This article was originally published in Curbed Seattle on August 2, 2018
As of Wednesday, people visiting downtown Seattle can hop on a free shuttle running from Pioneer Square to the Seattle Center—although largely traveling along the waterfront on Alaskan Way S. The bus will run seven days a week from 10 a.m. to 8 p.m. through October 1.
While the shuttle is branded as an option for tourists traveling by car to downtown to make parking easier, it also provides a west-of-Third transportation option that doesn’t currently exist—and is designed to connect to light rail and Amtrak for non-drivers. From 1982 to 2005, a trolley ran along the waterfront, but it was postponed and eventually abandoned due to waterfront tunnel construction. The shuttle bus meant to replace it, Metro route 99, was axed this past March (after a redundant reroute to Third Avenue where most other buses that carry passengers through downtown run).
The Center City Connector streetcar project was set to carry passengers on First, but that project is on hold—perhaps indefinitely—while it’s under review by the mayor’s office. A shuttle spokesperson told Curbed Seattle that the shuttle service is unrelated to the streetcar hold.

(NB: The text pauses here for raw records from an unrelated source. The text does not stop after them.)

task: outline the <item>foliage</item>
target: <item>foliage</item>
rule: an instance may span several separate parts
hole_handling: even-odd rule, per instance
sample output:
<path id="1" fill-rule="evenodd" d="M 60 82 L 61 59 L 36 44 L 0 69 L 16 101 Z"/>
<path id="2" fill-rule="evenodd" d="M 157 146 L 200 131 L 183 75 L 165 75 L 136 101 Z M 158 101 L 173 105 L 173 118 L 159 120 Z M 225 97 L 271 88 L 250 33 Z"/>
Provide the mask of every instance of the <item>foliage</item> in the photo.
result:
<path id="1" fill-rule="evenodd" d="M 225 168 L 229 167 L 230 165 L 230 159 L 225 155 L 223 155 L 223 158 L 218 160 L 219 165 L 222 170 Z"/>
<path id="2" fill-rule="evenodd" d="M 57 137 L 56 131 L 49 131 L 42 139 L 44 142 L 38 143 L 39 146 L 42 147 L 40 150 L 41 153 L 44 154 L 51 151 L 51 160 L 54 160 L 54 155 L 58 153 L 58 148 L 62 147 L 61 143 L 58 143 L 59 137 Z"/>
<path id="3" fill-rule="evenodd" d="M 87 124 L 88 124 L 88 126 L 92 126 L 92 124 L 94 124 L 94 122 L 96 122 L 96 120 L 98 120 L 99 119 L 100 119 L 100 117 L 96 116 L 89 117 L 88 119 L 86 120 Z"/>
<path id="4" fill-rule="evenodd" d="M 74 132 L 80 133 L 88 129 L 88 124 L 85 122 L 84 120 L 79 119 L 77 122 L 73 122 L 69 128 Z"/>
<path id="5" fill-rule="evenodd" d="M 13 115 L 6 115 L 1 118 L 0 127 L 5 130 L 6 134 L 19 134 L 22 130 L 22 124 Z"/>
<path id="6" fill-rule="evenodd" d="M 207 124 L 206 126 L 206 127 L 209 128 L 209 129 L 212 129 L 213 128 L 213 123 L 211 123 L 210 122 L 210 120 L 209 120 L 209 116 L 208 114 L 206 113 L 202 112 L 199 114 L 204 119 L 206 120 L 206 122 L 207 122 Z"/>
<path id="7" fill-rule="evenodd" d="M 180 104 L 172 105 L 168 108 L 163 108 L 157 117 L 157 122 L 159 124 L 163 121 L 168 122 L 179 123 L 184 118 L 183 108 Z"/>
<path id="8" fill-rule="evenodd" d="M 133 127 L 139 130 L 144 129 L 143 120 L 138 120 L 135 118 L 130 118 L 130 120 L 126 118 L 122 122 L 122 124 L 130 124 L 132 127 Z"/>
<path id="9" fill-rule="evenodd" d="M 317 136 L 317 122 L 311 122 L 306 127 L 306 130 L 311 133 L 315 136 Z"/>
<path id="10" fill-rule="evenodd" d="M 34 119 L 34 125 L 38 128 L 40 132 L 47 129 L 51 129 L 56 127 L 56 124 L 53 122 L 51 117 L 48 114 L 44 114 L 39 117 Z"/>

The shuttle, branded with the Washington State Department of Transportation (WSDOT) project DowntownSeattleParking.com and operated by the Downtown Seattle Association, is part of the Alaskan Way Viaduct Parking Mitigation Program, designed to mitigate the loss of parking during waterfront construction, State Route 99 tunnel construction, and viaduct demolition.
Waterfront and tunnel construction is just one arm of what city planners are calling the “period of maximum constraint” for Seattle traffic, where multiple road and construction projects are expected to converge onto downtown streets.